Theory and design of microwave photonic free-electron lasers
Promotion date: December 14.
Promotor: Prof. dr. Klaus Boller
Assistant promotor: Dr. Peter van der Slot
Coherent electromagnetic waves are extensively used in various fields of research and many applications. Almost every part of the electromagnetic spectrum, ranging from radio waves to hard X-rays, has been put to work with great success for the benefit of mankind. Therefore, despite a huge variety of existing sources of electromagnetic waves, there is a continuous demand for novel sources with improved properties tailored to particular needs.
I have studied a novel type of photonic-crystal laser based on coherent emission from free electrons, which we call: the photonic free-electron laser (pFEL). The central question of my thesis was whether a pFEL can be implemented as a compact, frequency scalable, high power laser. Especially, as such pFEL has never been realized, the answer to this question is far from simple. A systematic numerical study of such lasers proves that pFELs are indeed promising for tunable high-power laser sources for the microwave and also are promising sources for THz radiation.
Why are free-electron lasers investigated?
Free-electron lasers are of high interest in spectral regions that are difficult to access with other laser sources. For example, at Terahertz frequencies a ‘gap’ exists where no powerful lasers are readily available. However, Terahertz sources are widely needed to find solutions in detecting the spectral fingerprint of organic molecules, for example. Therefore, free-electron lasers are used to proved THz radiation.
In the Netherlands, in Nijmegen, two free electron laser facilities are in use at the moment, positioned in a special building. In our research effort at the Laser Physics and Nonlinear Optics group, we are looking for ways to produce these laser sources in a smaller, cheaper and easy-to-handle apparatus and eventually, towards the size of a chip.
For the first years of my PhD project, efforts were aimed at modelling the working principle of the laser, which is based on shaping the emission of the electrons by using photonic crystals. Now we are focussing on generating light in an experimental setup. We are convinced our approach will succeed and the principle will be characterized. If realisation under practical conditions is not feasible in my PhD period, I am sure my colleague will solve the remaining hurdles to do so, within a few weeks.
Did you manage to have some nice publications?
A brief overview of our idea was published as a Breakthroughs in Photonics 2011 in the IEEE Journal of Photonics (http://www.photonicsjournal.org/Breakthroughs-in-Photonics-2011.pdf). Two more publication, presenting the laser in more detail, are currently in preparation and will be published soon after my graduation. Also an article appeared in Optics Express (http://www.opticsinfobase.org/oe/abstract.cfm?URI=oe-20-20-22902). Here, an approach well-known in the microwave community is taken and applied to photonic crystals, which has never been done before. Notably, this publication is the result of the close cooperation inside MESA+ via the strategic research orientation Applied Nanophotonics.

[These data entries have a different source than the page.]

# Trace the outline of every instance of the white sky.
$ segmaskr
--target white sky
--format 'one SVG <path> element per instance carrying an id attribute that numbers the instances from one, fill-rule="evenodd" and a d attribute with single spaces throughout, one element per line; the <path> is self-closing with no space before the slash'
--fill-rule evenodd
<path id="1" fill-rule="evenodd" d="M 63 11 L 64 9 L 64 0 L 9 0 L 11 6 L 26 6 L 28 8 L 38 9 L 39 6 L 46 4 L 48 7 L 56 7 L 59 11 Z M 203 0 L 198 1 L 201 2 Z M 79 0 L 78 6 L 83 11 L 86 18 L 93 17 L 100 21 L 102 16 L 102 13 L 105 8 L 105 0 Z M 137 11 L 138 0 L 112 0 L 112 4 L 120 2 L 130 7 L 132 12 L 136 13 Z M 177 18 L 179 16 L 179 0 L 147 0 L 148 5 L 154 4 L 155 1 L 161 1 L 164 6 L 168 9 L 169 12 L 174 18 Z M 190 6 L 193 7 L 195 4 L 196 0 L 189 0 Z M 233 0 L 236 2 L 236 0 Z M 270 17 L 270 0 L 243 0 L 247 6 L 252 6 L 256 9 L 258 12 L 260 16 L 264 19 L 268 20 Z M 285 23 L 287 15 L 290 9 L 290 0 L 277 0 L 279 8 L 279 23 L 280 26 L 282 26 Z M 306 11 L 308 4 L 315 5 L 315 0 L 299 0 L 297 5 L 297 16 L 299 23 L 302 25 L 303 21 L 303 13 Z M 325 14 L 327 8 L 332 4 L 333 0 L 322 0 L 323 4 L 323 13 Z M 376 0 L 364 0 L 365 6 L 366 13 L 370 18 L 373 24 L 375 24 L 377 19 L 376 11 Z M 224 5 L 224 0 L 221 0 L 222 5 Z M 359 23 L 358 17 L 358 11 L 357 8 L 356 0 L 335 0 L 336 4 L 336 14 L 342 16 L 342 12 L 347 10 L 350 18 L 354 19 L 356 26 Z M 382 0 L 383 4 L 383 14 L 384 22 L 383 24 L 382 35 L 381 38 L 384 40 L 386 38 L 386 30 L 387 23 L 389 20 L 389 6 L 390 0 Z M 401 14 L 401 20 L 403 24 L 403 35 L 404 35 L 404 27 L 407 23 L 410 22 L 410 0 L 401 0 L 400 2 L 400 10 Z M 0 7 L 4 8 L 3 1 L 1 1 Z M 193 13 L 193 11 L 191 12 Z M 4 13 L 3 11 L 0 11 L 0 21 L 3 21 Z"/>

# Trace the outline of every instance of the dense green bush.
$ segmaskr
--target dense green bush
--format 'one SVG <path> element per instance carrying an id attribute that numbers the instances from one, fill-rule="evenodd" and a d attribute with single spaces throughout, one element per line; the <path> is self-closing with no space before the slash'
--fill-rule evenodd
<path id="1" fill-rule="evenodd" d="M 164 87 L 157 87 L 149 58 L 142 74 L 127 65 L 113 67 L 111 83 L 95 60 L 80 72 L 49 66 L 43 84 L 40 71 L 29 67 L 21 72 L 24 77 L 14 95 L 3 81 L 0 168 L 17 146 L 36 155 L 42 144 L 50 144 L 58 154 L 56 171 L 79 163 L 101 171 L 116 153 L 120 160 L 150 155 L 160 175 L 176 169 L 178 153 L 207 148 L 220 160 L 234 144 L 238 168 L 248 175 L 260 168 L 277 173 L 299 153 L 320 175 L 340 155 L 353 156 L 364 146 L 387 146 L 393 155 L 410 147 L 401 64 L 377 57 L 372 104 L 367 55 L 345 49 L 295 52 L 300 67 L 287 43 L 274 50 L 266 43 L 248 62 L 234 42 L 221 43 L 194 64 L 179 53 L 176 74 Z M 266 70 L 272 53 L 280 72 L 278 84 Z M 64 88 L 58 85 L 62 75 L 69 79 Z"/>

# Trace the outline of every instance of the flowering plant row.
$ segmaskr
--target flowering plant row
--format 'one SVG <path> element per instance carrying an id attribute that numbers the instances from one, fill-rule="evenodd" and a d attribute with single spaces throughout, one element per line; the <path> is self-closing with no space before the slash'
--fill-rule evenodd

Complex Photonic Systems chair Willem Vos encouraged me to publish these findings by pointing out the importance of the novel technique.
In what way did you develop personally as a scientist and researcher?
I believe my abilities as a scientist and researcher have been growing during my time as a PhD. By pushing the limits – and by allowing oneself to also fail on some aspects of research – I got to recognize my skills on various topics. Also I learned to develop my supervising skills. I cooperated on projects with students quite successfully, I am proud to say. In two articles the student researchers are mentioned as a co-author, and will be mentioned in two more articles. What I like most is getting challenged by the questions they come up with and discussing the themes arising from it, in an open and constructive way.
What are your future plans?
First of all, I promised myself a period of repose by visiting New Zealand and Australia for a few months. I would like to continue performing research, either in academics or at a research centre or a knowledge institution. I would like to stay in Europe doing so. I really appreciate the open and non-hierarchic working atmosphere in the Netherlands, which is different to my home country Germany. I hope to find this in the future as well because it fits my personal preference very well.
What, in your opinion, is important for Mesa+ to stay successful in the future?
I guess, it is important for Mesa+ to be open-minded of developments at all levels, not only focussing on nanoscale technology, but also to remain exploring the fundamentals of physics which in the end determine the capabilities of any technology. In my opinion one very positive step in this direction are the Strategic Research Orientation groups. They seem to allow to freely investigate a certain direction that is at the crossing point of several groups, in that way stimulating new ideas but also leading to a closer collaboration between existing research groups.